- No pudieron inscribirse en el Registro
CORRESPONSAL/RIVAS
Los títulos de terrenos colindantes con Playa Amarillo, en Tola, entregados a escasos ocho días previos a las elecciones de noviembre pasado, en los cuales se beneficiaban a más de 500 familias del sector, nunca tuvieron validez, pues no pudieron ser inscritos en el Registro de la Propiedad de Rivas.
Las codiciadas 71 manzanas de tierra colindantes con Playa Amarillo, en el municipio de Tola, tienen veinte años de estar en litigio. Diferentes personas reclaman derechos de propiedad, pero actualmente están inscritas a nombre del Estado.
Para evitarse problemas, estos títulos entregados (de 30 manzanas) antes de la elecciones les fueron “quitados” a los beneficiarios hace quince días, acción hecha por la Procuraduría de Rivas.
Hay que recordar que previo a las elecciones, el procurador de Rivas, Wilber Ibarra, junto al actual Alcalde sandinista de Tola, José Ángel Morales, entregaron estos títulos.
Joaquín Céspedes, un habitante de Tola que reclama sus derechos en esa codiciada tierra, dijo que el pasado 1 de noviembre no quiso aceptar los títulos “electoreros porque no tenían razón de ser, puesto que nosotros los habitantes de esas comunidades ya teníamos una escritura pública donde se nos inscribieron las treinta manzanas desmembradas de las 71 manzanas del título agrario, cuyo apoderado es César de la Trinidad Ibarra y nosotros lo que queríamos eran las cartas de no objeción y no títulos”, manifestó.
Céspedes refiere que es ilógico que se entreguen títulos de una propiedad que fue inscrita el 30 de diciembre de 2006 en el Registro Público.
A NOMBRE DEL ESTADO
El Registrador Público de la propiedad de Rivas, Pedro Muñoz Carranza, dijo que la propiedad está inscrita a nombre del Estado y que mientras tanto todo documento que diga lo contrario no tiene validez, hasta que lo disponga una autoridad judicial.
El procurador Wilber Ibarra dijo a LA PRENSA que no estaba autorizado para hablar de ese tema, puesto que el único que podría hacerlo es el procurador Hernán Estrada.

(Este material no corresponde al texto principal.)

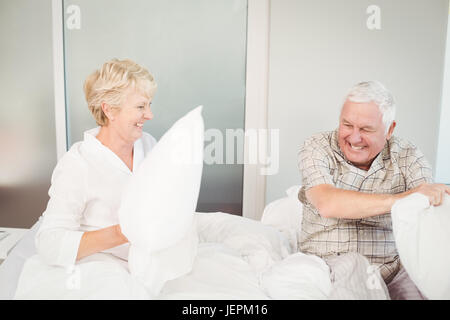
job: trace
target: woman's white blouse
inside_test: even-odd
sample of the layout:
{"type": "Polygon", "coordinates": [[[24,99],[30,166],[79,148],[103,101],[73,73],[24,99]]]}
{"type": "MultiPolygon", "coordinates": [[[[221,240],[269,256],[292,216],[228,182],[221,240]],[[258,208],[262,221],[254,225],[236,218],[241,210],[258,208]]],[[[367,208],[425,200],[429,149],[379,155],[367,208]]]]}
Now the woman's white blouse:
{"type": "MultiPolygon", "coordinates": [[[[133,174],[125,163],[97,140],[100,127],[84,133],[58,161],[52,174],[50,200],[36,234],[36,249],[50,265],[75,264],[84,231],[119,223],[121,194],[133,174]]],[[[133,170],[156,144],[143,132],[134,143],[133,170]]],[[[129,244],[106,252],[127,258],[129,244]]]]}

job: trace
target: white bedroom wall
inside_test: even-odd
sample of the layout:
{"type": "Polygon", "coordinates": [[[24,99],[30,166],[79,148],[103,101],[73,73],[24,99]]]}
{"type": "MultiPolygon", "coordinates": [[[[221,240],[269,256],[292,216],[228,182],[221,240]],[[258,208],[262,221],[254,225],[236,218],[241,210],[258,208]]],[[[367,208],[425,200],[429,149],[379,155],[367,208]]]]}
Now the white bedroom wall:
{"type": "Polygon", "coordinates": [[[436,159],[436,182],[450,184],[450,24],[447,24],[442,110],[436,159]]]}
{"type": "Polygon", "coordinates": [[[280,129],[280,169],[266,203],[299,184],[303,141],[334,130],[346,91],[377,79],[397,102],[398,136],[436,163],[448,0],[273,0],[268,127],[280,129]],[[366,13],[380,8],[380,29],[366,13]]]}

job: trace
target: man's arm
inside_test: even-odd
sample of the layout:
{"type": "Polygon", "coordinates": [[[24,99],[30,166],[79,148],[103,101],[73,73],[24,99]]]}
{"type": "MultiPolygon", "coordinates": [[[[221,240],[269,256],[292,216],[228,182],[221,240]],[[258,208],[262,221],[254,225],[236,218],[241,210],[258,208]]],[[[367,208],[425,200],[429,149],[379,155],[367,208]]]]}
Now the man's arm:
{"type": "Polygon", "coordinates": [[[445,193],[450,194],[450,187],[423,183],[403,193],[369,194],[321,184],[308,189],[305,194],[324,218],[363,219],[391,212],[395,201],[414,192],[426,195],[430,204],[436,206],[442,204],[445,193]]]}

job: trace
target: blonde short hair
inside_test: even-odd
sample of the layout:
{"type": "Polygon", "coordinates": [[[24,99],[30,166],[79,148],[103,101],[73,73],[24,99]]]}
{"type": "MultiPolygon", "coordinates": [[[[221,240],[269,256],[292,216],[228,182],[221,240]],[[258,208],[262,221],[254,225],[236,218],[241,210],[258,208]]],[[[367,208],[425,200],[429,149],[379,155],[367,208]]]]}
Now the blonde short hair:
{"type": "Polygon", "coordinates": [[[131,60],[112,59],[95,70],[84,82],[84,94],[89,110],[99,126],[108,125],[108,118],[102,110],[102,103],[118,106],[128,88],[151,99],[157,85],[147,69],[131,60]]]}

Según títulos agrarios presentados e inscritos en el 2005 por el ex militar César Trinidad Ibarra y un grupo de diez campesinos más, la propiedad les pertenece desde 1988, cuando les entregaron dichos títulos agrarios, pero alegan que no los habían inscrito “porque nos sentíamos seguros con ellos, y cuando los íbamos a inscribir la Alcaldía de Tola había declarado un área de 204 manzanas como de utilidad pública, para crear un parque ecológico y eso nos imposibilitó que nosotros inscribiéramos”.
En julio del 2004 los concejales toleños cancelaron la declaratoria de utilidad pública, lo que liberó la propiedad y le permitió a Ibarra y a otros beneficiados inscribir sus títulos agrarios en el Registro Público.
LA CANCELA DE OFICIO
Esta inscripción no duró mucho porque luego el registrador Muñoz Carranza anuló de oficio el asiento registral de los títulos agrarios. El 16 de febrero de 2007 la ex juez de Distrito Civil de Rivas, Marianela Paredes, ordenó al registrador cancelar la anulación que hizo de oficio y volver las cosas al estado anterior. Paredes fue destituida del cargo y en su lugar llegó la actual juez de Distrito Civil de Rivas, Genny Chávez.
Ésta en una sentencia, de la cual no ha admitido apelación, declara “nulo todo lo actuado desde la presentación de la demanda, inclusive hasta la sentencia dictada a las 10:00 de la mañana del 16 de febrero del 2007”.
Sin embargo, el 7 de octubre y el 5 de noviembre del 2008, la Procuraduría General de la República emitió carta de no objeción a favor de César de la Trinidad Ibarra, lo que le permitió concluir una transacción de venta de cuatro manzanas de tierras a tres extranjeros y un nacional, desmembrando las cuatro manzanas de las 41 que dice le pertenecen, puesto que las otras 30 manzanas son de pescadores artesanales y miembros de la comunidad.